Forums Feature Suggestions Auth-Hack protection?

Dear mIRC-developer-crew,

recently the amount of take-overs and auth-hacks terribly increased @ quakenet. The the scheme the overtakers/hackers use is almost always the same. They try to make the "victim" execute a command, which has to do with the function "play". Mostly it is used as "/play perform.ini" or "//.play $decode(stuff,which,means,nick+perform.ini)".

I would like to suggest a new feature for future versions, the so-called "newbie-mode" (or however it should be called), which detects (if activated), whenever a harmfull script-code should be executed, stop the execution (or don't let it start), until the user confirms, that he wants the script to be executed. A notice about the harm (auth-hack, takeover, etc.) that could be caused by the script would be very usefull. This way the users had the chance to avoid being auth-hacked. This mode should be enabled by default, and there should be a checkbox added at "options" to enable/disable this mode.

This feature would make quakenet a more peaceful place i guess. I would really appreciate a feature like that.

Thanks for your attention.

Best regards

Andy Z.

Though I do share the idea, its almost pointless. Why allow people to be ignorant to such scripts. You cant block all scripts, and all harmful code from the user=--its impossible. If you developed a way to stop "execution of code" that say had /play or $decode in it, what's stopping the next generation of harmful code? I mean Khaled has already stopped //$decode(...) because it was harmful, and users found a way around that. Just stopping play will create a whole new scheme.

People have to stop playing ignorant, and start realising not to type every single thing some kid PM's you are notices you. Start taking some responsibilty for your actions, and assume everything isn't goign to safeguard you. If people can't watch out for themselves, why should they expect someone else to do it for them?

I suppose it wouldn't hurt to have every scripting command disbaled from the command line, by default. Ofcourse there would be an exception for commands like /me. Atleast then, the ignorant user has to accept a file to harm himself. There could be a Dialog similair to the DCC ignore dialog made for this feature. Command line is re-disabled after 3 minutes or so.

Most newbies don't need the ability to execute powerful commands from the chat window. Most advanved users would have no problem going to mIRC options, and enabling the ability. I think it would end these problems once and for all, And wouldn't harm the advanced user.

There are commands in mIRC that can ruin your operating system, from the chat window, Again, that power isn't needed by the newbie. It makes mIRC look bad, and even though we shouldn't coddle 'ignorant' people, there's also no reason to make life so easy for wicked people.

Also people have used the possible abuse of this power to deny useful feature requests such as $regread. So it is already a problem for advanced user and newbie alike. Right now we have to be very careful of what is added to mIRC incase a newbie get's screwed with it in a chat window..

There is no way to protect an ifnorant user from himself. If you block commandline access to all commands, the people tricking the newbies now will just tell them to deactivate that first or their magickal command to save them won't work. And then the newbie will be grateful the idiot suggested this, deactivate the commandline block, and type up the command.

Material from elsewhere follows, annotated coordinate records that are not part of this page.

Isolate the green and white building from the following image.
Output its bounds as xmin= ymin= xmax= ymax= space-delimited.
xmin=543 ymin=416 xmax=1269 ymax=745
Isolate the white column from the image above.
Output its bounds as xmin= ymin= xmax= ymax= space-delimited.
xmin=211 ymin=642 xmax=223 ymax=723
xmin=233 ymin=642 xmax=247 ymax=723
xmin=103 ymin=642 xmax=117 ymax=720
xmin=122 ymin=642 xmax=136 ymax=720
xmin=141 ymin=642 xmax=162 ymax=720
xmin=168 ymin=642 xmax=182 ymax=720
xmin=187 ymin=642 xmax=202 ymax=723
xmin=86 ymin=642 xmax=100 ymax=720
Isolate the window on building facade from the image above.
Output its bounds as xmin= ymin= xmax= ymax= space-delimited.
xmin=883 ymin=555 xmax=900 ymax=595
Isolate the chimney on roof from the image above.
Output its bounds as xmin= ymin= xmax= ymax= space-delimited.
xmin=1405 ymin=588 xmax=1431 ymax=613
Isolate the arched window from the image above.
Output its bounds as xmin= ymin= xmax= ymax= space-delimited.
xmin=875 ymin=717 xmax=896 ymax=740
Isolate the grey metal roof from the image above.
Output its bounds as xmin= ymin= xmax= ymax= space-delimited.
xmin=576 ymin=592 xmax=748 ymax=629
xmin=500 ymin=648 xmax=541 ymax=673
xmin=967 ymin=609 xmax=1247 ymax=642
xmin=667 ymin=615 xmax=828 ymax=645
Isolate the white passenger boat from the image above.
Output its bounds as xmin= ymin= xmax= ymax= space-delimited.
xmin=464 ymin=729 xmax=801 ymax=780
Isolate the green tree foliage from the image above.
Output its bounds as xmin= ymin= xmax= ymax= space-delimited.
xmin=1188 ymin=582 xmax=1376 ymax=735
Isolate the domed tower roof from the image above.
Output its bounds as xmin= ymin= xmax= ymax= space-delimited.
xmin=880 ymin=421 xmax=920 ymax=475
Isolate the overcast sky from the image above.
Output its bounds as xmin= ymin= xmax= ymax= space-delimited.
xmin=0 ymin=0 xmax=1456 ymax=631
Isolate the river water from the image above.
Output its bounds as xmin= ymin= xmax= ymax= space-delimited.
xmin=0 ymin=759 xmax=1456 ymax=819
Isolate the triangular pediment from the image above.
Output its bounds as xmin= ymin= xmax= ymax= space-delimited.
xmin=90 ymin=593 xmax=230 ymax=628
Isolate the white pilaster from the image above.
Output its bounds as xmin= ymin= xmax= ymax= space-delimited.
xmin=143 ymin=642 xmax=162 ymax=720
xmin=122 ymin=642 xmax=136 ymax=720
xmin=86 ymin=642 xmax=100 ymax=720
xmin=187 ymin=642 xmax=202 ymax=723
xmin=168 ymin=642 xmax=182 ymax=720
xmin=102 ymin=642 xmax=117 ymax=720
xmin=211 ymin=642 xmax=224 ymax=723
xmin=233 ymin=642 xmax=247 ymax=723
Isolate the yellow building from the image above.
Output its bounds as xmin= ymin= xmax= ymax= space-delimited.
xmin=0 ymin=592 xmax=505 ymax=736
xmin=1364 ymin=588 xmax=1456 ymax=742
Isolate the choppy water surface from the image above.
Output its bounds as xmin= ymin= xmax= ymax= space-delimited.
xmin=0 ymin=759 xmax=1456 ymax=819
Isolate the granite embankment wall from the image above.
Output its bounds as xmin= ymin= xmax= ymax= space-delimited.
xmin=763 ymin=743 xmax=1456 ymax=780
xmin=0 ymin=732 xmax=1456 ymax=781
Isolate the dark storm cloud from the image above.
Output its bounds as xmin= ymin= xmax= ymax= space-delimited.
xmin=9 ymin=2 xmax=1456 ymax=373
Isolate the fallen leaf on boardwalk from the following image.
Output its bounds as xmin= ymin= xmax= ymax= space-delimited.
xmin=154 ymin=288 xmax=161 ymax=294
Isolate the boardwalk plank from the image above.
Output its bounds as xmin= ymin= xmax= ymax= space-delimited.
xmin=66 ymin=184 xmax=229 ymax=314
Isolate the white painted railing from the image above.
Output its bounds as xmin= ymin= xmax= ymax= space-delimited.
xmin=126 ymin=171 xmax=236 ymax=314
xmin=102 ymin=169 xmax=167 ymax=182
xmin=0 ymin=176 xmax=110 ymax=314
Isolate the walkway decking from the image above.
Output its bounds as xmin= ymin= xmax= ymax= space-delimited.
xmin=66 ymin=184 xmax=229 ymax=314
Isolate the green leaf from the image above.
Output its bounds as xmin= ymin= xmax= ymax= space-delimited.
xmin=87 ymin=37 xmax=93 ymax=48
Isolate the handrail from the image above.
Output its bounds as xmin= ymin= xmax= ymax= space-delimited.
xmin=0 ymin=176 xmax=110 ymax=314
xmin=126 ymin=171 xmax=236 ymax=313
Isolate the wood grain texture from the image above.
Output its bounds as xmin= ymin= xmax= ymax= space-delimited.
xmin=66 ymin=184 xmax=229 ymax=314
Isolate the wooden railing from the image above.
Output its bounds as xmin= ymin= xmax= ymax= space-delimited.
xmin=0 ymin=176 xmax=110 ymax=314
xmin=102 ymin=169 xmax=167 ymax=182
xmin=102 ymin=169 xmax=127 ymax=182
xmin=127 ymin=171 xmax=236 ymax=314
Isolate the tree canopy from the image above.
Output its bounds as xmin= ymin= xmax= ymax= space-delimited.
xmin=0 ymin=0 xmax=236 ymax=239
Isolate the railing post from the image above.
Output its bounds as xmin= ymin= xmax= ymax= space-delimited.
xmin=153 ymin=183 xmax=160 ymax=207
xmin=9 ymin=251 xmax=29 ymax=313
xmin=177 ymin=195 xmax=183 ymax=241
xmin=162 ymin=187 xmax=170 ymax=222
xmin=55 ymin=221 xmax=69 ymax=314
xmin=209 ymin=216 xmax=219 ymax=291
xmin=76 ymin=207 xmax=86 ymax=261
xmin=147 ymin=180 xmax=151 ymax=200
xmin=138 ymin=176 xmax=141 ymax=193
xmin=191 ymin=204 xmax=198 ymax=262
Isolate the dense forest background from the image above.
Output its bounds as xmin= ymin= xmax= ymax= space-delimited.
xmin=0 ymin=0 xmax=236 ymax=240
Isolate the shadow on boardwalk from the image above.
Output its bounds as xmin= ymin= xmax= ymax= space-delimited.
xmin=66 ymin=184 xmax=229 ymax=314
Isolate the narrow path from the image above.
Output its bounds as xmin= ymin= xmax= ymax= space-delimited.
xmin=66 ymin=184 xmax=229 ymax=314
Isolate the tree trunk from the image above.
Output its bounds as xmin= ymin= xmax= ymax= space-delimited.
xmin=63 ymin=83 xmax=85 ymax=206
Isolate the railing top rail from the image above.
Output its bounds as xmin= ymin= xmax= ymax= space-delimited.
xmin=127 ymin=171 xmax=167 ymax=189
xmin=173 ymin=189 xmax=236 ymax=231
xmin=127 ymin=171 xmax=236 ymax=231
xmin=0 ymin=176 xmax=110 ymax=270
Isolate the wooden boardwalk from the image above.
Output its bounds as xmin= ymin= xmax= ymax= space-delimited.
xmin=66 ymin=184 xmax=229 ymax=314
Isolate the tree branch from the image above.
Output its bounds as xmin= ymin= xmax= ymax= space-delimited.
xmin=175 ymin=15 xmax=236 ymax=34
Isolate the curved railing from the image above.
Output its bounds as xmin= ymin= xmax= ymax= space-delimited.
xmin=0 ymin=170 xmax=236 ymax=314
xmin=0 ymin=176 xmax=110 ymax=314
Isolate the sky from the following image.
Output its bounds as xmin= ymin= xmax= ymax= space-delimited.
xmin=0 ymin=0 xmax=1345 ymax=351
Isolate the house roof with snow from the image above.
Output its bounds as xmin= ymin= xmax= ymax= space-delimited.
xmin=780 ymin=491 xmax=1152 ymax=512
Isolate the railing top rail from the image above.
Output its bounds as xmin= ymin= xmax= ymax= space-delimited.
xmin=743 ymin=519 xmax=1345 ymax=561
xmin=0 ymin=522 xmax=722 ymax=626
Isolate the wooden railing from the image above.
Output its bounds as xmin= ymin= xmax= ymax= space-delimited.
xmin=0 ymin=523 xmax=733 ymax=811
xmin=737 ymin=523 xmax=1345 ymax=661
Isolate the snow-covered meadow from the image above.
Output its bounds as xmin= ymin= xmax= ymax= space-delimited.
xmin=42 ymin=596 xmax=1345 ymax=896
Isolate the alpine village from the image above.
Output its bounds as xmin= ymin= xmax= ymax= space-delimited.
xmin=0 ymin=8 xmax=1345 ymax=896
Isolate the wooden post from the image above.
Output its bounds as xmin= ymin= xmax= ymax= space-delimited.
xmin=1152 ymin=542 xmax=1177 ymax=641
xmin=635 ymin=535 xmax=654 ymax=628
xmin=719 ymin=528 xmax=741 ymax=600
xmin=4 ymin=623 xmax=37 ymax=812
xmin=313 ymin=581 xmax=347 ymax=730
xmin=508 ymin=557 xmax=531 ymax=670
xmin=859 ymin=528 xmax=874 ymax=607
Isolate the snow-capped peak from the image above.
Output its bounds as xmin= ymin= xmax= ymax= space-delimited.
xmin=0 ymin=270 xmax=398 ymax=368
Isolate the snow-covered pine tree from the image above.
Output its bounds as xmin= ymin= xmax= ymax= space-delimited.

I see your point, and you are right, Though if a newbie willingly disables the security feature, It takes some of the blame off mIRC. Ofcourse, it doesn't solve the problem of the security being compromised. Although it might stop a certain % of it.

From mIRC's perspective, If a newbie has enabled it, and ignored a clear warning, then it is their own fault. Right now, mIRC do have some responsiblity in unleashing a powerful langauge in a chat enviroment, where a newbie might not expect they are using anything but a normal chat program.

Actually, there is never any blame on mIRC. There is a part of a person's own responsibility. Which in my book means: 1] get to know your program 2] if someone tells you to jump, ask them not how high, ask them why. No one is responsible for the loss of channels/nicknames/passwords but the owner, and quite frankly, a person who wishes to run a channel should have enough experience on IRC to know these tricks exist. I'm willing to bet that most of the people losing channels/nicknames/passwords are the bigger newbies, who barely have a few ghours under their belt when starting a channel cause they want the nice @ next to their nick.